Two weeks after the newest Apple Watch landed at Runner’s World HQ, we’re happy to report that it’s a suitable option for your next GPS running watch. Read on to find out what we discovered during testing. (And read our initial observations here.)
GPS PERFORMANCE
The biggest update for the Apple Watch 2 is a new focus on fitness and the integration of GPS into the watch itself. The first version off-loaded that work to your phone, but not all runners like to carry a phone when working out. Now they don’t have to. In our testing, we’ve found the GPS accuracy to be on par with our sport-specific watches.

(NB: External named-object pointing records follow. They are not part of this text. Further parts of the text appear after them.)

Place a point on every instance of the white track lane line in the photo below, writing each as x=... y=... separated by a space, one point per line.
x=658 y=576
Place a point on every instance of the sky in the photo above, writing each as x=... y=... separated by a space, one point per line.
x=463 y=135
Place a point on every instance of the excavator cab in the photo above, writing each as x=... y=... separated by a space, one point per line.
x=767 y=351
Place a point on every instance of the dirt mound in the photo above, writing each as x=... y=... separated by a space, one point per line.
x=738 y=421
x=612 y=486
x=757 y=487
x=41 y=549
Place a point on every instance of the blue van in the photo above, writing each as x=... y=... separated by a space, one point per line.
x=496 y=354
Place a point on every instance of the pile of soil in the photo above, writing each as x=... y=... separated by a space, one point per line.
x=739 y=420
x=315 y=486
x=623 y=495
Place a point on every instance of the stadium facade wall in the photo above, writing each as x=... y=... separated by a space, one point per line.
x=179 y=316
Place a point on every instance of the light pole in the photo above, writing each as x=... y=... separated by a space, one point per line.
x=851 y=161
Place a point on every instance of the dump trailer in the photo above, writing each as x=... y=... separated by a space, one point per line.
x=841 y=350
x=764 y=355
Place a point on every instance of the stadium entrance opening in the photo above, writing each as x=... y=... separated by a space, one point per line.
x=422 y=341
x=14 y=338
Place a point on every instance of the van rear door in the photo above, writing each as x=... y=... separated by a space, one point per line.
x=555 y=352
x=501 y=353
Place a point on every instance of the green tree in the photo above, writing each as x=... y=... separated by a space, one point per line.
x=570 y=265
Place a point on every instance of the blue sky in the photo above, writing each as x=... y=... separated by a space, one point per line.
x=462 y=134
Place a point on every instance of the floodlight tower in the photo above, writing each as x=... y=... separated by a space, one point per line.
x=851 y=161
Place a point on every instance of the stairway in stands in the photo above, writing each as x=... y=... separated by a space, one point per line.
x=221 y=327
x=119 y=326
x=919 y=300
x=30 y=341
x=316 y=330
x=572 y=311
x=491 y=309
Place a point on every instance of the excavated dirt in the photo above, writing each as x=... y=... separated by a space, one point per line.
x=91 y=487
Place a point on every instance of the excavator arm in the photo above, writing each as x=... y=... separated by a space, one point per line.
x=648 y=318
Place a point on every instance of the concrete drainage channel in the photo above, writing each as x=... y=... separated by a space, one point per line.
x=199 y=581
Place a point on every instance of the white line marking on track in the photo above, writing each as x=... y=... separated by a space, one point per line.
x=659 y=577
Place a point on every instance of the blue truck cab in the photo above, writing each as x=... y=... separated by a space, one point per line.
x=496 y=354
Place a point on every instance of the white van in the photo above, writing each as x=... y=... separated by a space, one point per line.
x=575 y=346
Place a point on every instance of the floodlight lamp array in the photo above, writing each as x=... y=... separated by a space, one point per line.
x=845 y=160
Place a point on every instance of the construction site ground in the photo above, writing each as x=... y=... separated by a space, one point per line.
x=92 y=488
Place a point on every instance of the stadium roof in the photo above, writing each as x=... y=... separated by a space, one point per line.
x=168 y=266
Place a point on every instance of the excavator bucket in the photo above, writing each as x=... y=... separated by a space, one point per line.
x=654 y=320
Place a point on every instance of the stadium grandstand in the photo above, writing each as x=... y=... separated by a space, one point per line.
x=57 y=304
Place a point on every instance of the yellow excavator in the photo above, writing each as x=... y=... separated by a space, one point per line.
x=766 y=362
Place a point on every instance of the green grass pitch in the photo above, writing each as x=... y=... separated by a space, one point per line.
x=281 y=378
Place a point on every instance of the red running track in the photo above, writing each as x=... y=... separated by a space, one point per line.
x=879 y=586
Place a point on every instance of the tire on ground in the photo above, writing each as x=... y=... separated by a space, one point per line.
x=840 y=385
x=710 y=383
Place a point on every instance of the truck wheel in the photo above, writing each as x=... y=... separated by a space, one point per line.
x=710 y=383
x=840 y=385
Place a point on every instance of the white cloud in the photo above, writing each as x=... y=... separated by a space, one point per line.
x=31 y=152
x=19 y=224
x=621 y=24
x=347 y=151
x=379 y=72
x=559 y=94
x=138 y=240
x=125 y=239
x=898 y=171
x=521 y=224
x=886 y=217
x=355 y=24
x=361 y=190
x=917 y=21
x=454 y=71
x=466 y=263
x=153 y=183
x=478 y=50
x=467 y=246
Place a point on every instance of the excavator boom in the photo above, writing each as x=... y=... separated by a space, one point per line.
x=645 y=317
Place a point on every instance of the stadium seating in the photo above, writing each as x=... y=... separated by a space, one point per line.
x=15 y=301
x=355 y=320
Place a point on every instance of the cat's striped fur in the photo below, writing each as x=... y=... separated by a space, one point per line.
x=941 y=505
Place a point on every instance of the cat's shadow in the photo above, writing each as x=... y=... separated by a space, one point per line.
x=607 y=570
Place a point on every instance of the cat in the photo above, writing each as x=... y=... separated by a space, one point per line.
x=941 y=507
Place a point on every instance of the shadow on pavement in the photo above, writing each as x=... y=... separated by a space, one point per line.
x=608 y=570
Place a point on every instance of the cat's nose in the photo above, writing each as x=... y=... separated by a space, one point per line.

On our first run with it, the watch was within a hundredth of a mile at every split—a good start. We would continue to see such precision throughout our testing, whether running in suburbs or rural areas. But for a true test of its GPS power, I took it to New York City.
Setting out for a lunch run from our midtown Manhattan offices near Grand Central, as challenging a setting as you’ll find for any watch, I wore a Garmin Fenix 3 HR on my right wrist and the Watch 2 on my left. I waited only about 10 seconds for the Fenix to signal that it had located satellites. Annoyingly, there’s absolutely no indication of satellite signal on the Apple Watch 2. That’s a little unsettling—does it know where I am? Assuming I had a signal, I hit start and headed south through the urban canyons. Both watches, miraculously, picked up my run right about the point where I’d actually began and tracked me about as well as I could expect down Third Avenue (as confirmed by looking at maps on an iPhone post-run).